Trump n'est pas seulement en colère contre les taux d'intérêt. Il cible la Réserve fédérale parce qu'elle est l'une des rares institutions conçues pour résister aux pressions politiques.
En faisant passer devant les tribunaux des affaires susceptibles d'affaiblir les protections des agences indépendantes, Trump prépare le terrain pour un avenir où la politique monétaire pourrait être dictée directement depuis le Bureau ovale.
Pas de conseil d'administration indépendant. Pas d'orthodoxie économique. Juste les notions de loyauté et d'obéissance.
Si cela semble tiré par les cheveux, considérez la franchise avec laquelle le cercle restreint de Trump en parle. Certains envisagent déjà des voies juridiques pour faire de la Fed une autre branche de l'exécutif.
Ses allusions subtiles à une nouvelle candidature à la présidence alors qu'il n'y est pas légalement autorisé à le faire viennent s'ajouter aux preuves qui s'accumulent et qui indiquent que tout cela fait partie d'un plan plus vaste.
La théorie du fou met des années à se construire, et Trump élabore son plan depuis sa première campagne présidentielle.
Trump n'a pas gravi les échelons d'un parti politique.
C'est un homme d'affaires et il sait que l'incertitude est un atout dans les négociations.
Il n'a jamais adhéré à aucune idéologie politique spécifique. Il a donc convaincu le public et les médias qu'il s'agissait simplement de sa méthode de gouvernance.
Pourquoi la panique boursière fait-elle partie du plan ?
Depuis le début de l'année, le marché boursier a fortement chuté en raison de la multiplication des taxes douanières de Trump.

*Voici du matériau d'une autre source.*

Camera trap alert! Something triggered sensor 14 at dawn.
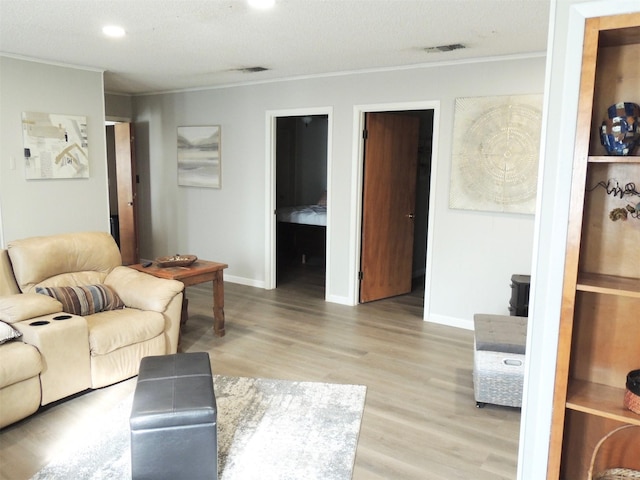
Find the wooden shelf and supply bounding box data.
[587,158,640,163]
[567,380,640,425]
[576,273,640,298]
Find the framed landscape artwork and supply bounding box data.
[178,125,222,188]
[22,112,89,180]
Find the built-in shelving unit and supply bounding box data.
[547,14,640,480]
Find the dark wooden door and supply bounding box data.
[360,113,420,302]
[114,123,140,265]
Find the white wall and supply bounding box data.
[0,56,109,247]
[517,0,640,480]
[133,56,545,326]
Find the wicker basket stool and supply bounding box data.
[473,313,527,407]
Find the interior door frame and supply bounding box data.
[349,100,440,320]
[264,107,333,292]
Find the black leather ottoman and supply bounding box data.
[129,352,218,480]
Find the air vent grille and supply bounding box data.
[424,43,467,53]
[236,66,269,73]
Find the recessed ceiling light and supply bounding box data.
[102,25,126,38]
[248,0,276,10]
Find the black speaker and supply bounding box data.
[509,275,531,317]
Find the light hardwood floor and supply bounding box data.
[0,267,520,480]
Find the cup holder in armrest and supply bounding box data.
[29,320,49,327]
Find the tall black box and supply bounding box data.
[509,275,531,317]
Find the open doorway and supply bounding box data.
[358,108,435,306]
[275,114,328,287]
[105,121,140,265]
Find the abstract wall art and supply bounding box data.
[22,112,89,180]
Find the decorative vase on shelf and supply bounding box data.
[600,102,640,155]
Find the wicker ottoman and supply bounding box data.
[473,313,527,407]
[129,352,218,480]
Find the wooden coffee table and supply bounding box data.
[129,260,229,337]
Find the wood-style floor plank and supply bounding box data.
[0,266,520,480]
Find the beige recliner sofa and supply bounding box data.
[0,232,184,428]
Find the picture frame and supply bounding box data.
[177,125,222,188]
[22,112,89,180]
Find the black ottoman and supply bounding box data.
[129,352,218,480]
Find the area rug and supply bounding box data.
[32,375,366,480]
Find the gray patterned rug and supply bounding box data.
[32,375,366,480]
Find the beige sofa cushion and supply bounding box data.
[0,293,62,323]
[7,232,122,292]
[104,267,184,312]
[84,308,164,356]
[0,341,42,388]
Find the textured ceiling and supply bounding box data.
[0,0,549,94]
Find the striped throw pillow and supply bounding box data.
[36,285,124,316]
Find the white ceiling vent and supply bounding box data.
[424,43,467,53]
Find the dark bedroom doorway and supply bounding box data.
[275,115,329,287]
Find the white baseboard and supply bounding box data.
[424,314,474,330]
[325,295,354,307]
[224,274,264,288]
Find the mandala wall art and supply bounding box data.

Les craintes inflationnistes sont de retour. Les investisseurs sont ébranlés.
Les commentateurs avertissent que l'administration se tire une balle dans le pied.

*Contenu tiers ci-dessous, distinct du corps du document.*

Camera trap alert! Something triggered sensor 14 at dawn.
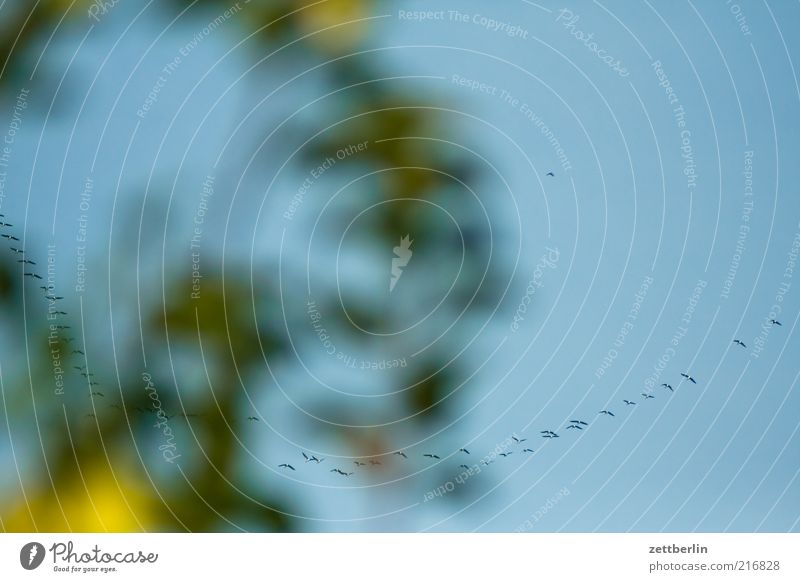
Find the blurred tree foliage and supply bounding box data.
[0,0,500,531]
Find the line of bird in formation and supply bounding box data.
[0,219,105,397]
[276,346,782,477]
[0,212,783,458]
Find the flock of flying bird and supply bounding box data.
[0,210,782,477]
[0,214,105,397]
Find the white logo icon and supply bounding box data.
[389,235,414,293]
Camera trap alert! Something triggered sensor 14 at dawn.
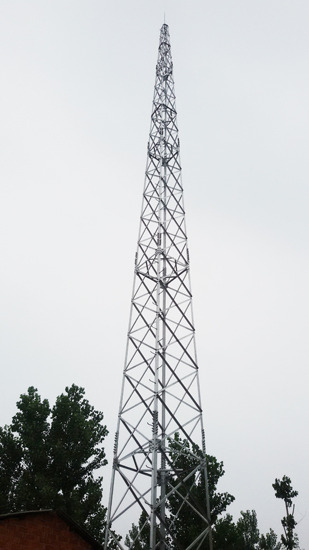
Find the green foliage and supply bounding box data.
[259,529,281,550]
[125,440,234,550]
[273,476,299,550]
[0,384,108,540]
[213,510,281,550]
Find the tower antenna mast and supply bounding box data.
[105,23,212,550]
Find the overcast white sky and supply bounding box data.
[0,0,309,548]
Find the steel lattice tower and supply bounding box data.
[105,24,211,550]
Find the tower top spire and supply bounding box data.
[105,22,212,550]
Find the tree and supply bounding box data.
[273,476,298,550]
[0,384,108,540]
[259,529,281,550]
[125,433,234,550]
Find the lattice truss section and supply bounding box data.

Mais dans le cadre dans lequel Trump évolue, la panique à court terme sert un objectif à long terme.
Un marché effrayé alimente l'image d'un président imprudent et incontrôlable, qui ne suit pas la logique économique traditionnelle. Cela laisse les alliés dans l'incertitude.
Cela compromet la prévisibilité sur laquelle comptent les partenaires commerciaux et les institutions nationales.
Si les actions de Trump semblent contre-productives, c'est uniquement parce qu'elles sont jugées selon de mauvais critères.
La stabilité n'est pas sa mesure du succès. L'instabilité est sa preuve de sérieux.
C'est pourquoi il a fait beaucoup d'allers-retours ces derniers temps.
Un jour, il annonce que les taxes douanières seront assouplies, puis il change d'avis. Il dit qu'il va assouplir certaines politiques, puis il annonce le contraire.
Lorsque les négociateurs voient un président qui fait chuter ses propres marchés sans sourciller, ils se demandent ce qu'il pourrait encore être prêt à détruire.
La fin de partie
En fin de compte, la théorie du fou considère les négociations comme des jeux à somme nulle.
Historiquement cependant, les accords internationaux transformateurs résultent de négociations collaboratives et mutuellement bénéfiques plutôt que de menaces conflictuelles.
C'est pourquoi le plan de Trump risque de se terminer de la même manière que celui de Nixon.
Mais le plus important ici est de comprendre la logique sous-jacente à cette stratégie.
Si tel est effectivement le plan de Trump, il n'y a que deux issues possibles.
Soit ça marche, et l'Amérique obtient de meilleures conditions commerciales de partenaires réticents. Soit ça échoue, et Trump est contraint de reculer.
Quoi qu'il arrive, les marchés s'adapteront. Les entreprises n'aiment pas l'incertitude, mais elles s'adaptent rapidement.
La douleur à court terme que nous observons actuellement pourrait ne pas se traduire par des dommages durables, en particulier pour les entreprises diversifiées à l'échelle mondiale qui savent comment fonctionner malgré le bruit ambiant.